Illumination of key landmarks to reflect navigational alignments along the river.

The landscaping of Knotts Flats Bank in North Tyneside and Lawe Top in South Shields through artist/landscape designer collaboration.

View Out:

Illumination of the Tynemouth and South Shields piers.

Bringing together choirs from around the North Sea in a Harbour Songs event.

Using the empty coastguard station in the grounds of Tynemouth Castle and Priory as a research field station for artists, scientists and environmentalists.

Creating a new gateway to the historic Cliffords Fort on North Shields Fish Quay.

Watching the Water:

A live digital work based on shipping movements.

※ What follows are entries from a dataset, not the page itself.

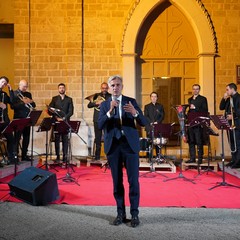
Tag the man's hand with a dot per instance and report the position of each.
(130, 108)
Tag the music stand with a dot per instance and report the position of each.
(222, 124)
(150, 151)
(68, 127)
(16, 125)
(164, 132)
(181, 117)
(34, 116)
(208, 131)
(198, 119)
(45, 126)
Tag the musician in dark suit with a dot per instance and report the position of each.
(22, 104)
(4, 118)
(154, 113)
(197, 103)
(231, 104)
(95, 103)
(63, 103)
(121, 144)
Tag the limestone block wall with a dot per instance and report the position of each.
(64, 41)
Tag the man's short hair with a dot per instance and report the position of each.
(61, 84)
(232, 85)
(113, 78)
(196, 85)
(153, 93)
(5, 78)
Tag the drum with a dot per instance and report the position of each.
(160, 141)
(144, 144)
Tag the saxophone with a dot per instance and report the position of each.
(2, 112)
(99, 98)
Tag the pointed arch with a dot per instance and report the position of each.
(203, 27)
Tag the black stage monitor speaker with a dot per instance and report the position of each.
(35, 186)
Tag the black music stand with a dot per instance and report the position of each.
(222, 124)
(34, 116)
(164, 132)
(16, 125)
(208, 131)
(45, 126)
(68, 127)
(199, 119)
(181, 119)
(152, 170)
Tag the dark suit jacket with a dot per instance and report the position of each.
(128, 124)
(225, 105)
(20, 110)
(153, 113)
(65, 105)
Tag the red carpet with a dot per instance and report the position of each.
(96, 189)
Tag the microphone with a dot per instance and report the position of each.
(206, 118)
(53, 110)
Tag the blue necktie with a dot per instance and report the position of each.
(117, 129)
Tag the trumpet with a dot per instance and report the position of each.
(2, 116)
(99, 98)
(232, 128)
(21, 97)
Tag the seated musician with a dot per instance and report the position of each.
(154, 113)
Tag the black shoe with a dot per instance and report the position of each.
(26, 158)
(119, 220)
(235, 166)
(191, 161)
(135, 221)
(229, 164)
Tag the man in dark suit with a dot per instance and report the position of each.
(197, 103)
(4, 118)
(154, 113)
(95, 103)
(121, 144)
(63, 103)
(231, 104)
(22, 104)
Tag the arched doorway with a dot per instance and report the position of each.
(196, 66)
(143, 11)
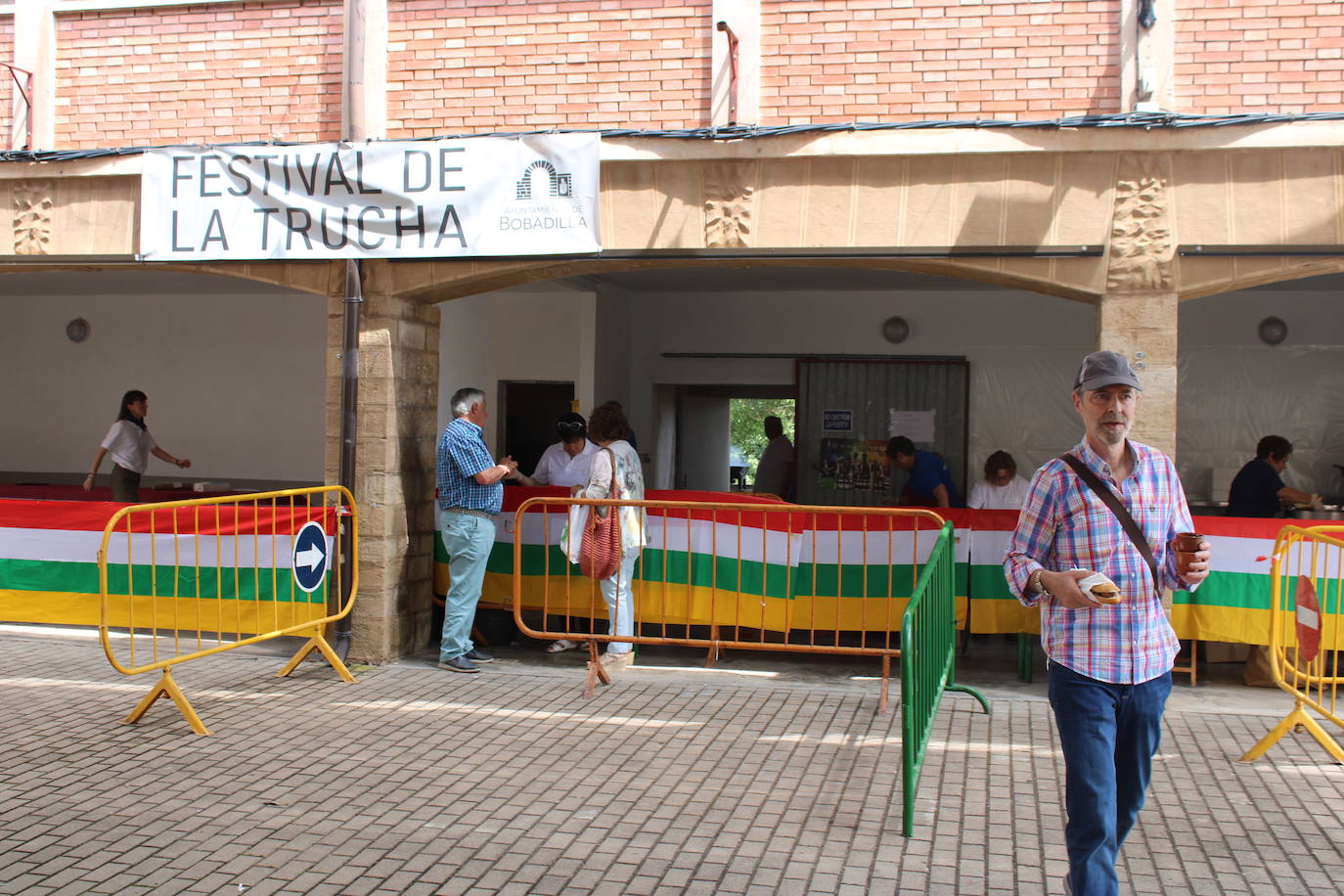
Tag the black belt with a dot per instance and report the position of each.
(484, 515)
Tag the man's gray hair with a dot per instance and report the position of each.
(464, 399)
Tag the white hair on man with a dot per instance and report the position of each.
(464, 399)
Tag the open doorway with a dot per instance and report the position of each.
(708, 454)
(527, 418)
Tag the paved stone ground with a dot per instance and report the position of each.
(671, 781)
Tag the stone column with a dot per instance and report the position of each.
(394, 465)
(1142, 327)
(1138, 316)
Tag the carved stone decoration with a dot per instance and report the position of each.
(1142, 246)
(728, 203)
(32, 216)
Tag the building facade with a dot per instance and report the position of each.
(1030, 180)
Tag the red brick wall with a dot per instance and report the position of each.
(834, 61)
(477, 65)
(200, 74)
(1258, 55)
(6, 81)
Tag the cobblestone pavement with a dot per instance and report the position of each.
(417, 781)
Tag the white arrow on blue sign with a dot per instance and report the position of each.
(309, 558)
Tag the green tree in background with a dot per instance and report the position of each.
(744, 428)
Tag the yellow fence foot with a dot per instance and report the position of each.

A ship spotters’ guide allowing ship tracking with web-based information.

An annual Very Small Ships Race.

Water Music – a live orchestration of ship horns along the river.

The study points out that it can be argued that the commissioning of public art at the mouth of the river goes back to Collingwood’s Monument in 1845, up to the 1999 Tyne Anew sculpture on the North Shields riverfront and the Conversation Piece sculptures on South Shields foreshore.

It is proposed that a steering group is set up including the two councils, Port of Tyne Authority, One NorthEast, Arts Council England and other bodies.

The study says the programme would add a new dimension to the mouth of the river for visitors.

Three artists were appointed to develop ideas for the project. They are Danish artist Lisa Autogena, who is working on a project to create a pair of huge concrete “sound mirrors” on either side of the Channel in Kent and France, international sculptor Richard Deacon, who has been a board member of the Baltic at Gateshead, and David Ward, former artist in residence at Durham Cathedral.